Muhalefetteki İsrailli Arap milletvekili Aida Touma Süleyman dün, Gazze'ye yönelik soykırım savaşına karşı çıktığı kadar Lübnan'a yönelik devam eden savaşa da karşı çıktığını söylediği için İsrail meclisindeki (Knesset) bir komisyon toplantısı sırasında kanlı bir şekilde provokasyona uğradı.

İsrailli askeri analist Amos Harel, Haaretz için kaleme aldığı makalede, “İstisnai olarak, İsrail'in siyasi ve güvenlik liderliğinde artık ortak bir yaklaşım var. Başbakan Binyamin Netanyahu iki hafta önce, Savunma Bakanı Yoav Gallant ve ordunun komuta kademesiyle Lübnan ve Gazze Şeridi arasındaki öncelik sıralaması konusunda sert bir tartışma yaşadı. Gallant ve komutanlar, Gazze Şeridi'ndeki çatışmaların sona ermesi için yalvarıp bir esir takası anlaşmasına ve ateşkese varılmasını isterken, Netanyahu buna ve Lübnan'daki çatışmalara odaklanılması önerilerine karşı çıktı” diye yazdı.

Harel, şöyle devam etti:

“Netanyahu tutumunu değiştirerek keskin bir dönüş yaptı. Varlığımızın temeli olan Philadelphia (Salahaddin) Koridoru (askerler oradan çekilmese bile) unutuldu ve şimdi Netanyahu açıkça Hizbullah ile bir gerilim yaşanmasını istiyor. Gallant ve Genelkurmay Başkanı’nın çekinceleri vardı, ama sonunda Netanyahu ile birlikte hareket etmeye ikna oldular. Şimdi bu üç isim İsrail'in saldırgan adımlarının devamı için topyekun bir savaşı göze almaya hazırlar.”

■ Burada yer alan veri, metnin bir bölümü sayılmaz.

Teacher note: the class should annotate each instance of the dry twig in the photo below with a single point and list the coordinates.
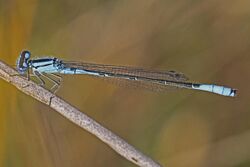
(71, 113)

İsrail basından bazı medya kuruluşlarının aktardığına göre birçok siyasetçi ve uzman Lübnan'daki mevcut savaşın gereksiz olduğunu ve bu savaşın siyasi kazanımlarla sonuçlanmayacağını düşünüyor. En iyi ihtimalle Birleşmiş Milletler Güvenlik Konseyi'nin (BMGK) 1701 sayılı kararı temelinde bir anlaşmaya varılabilir. Bu, savaş olmadan da sağlanabilir. Ancak İsrailli liderler sanki gözlerinde bir çağrı cihazı patlamış da kör olmuşlar gibi davranıyorlar.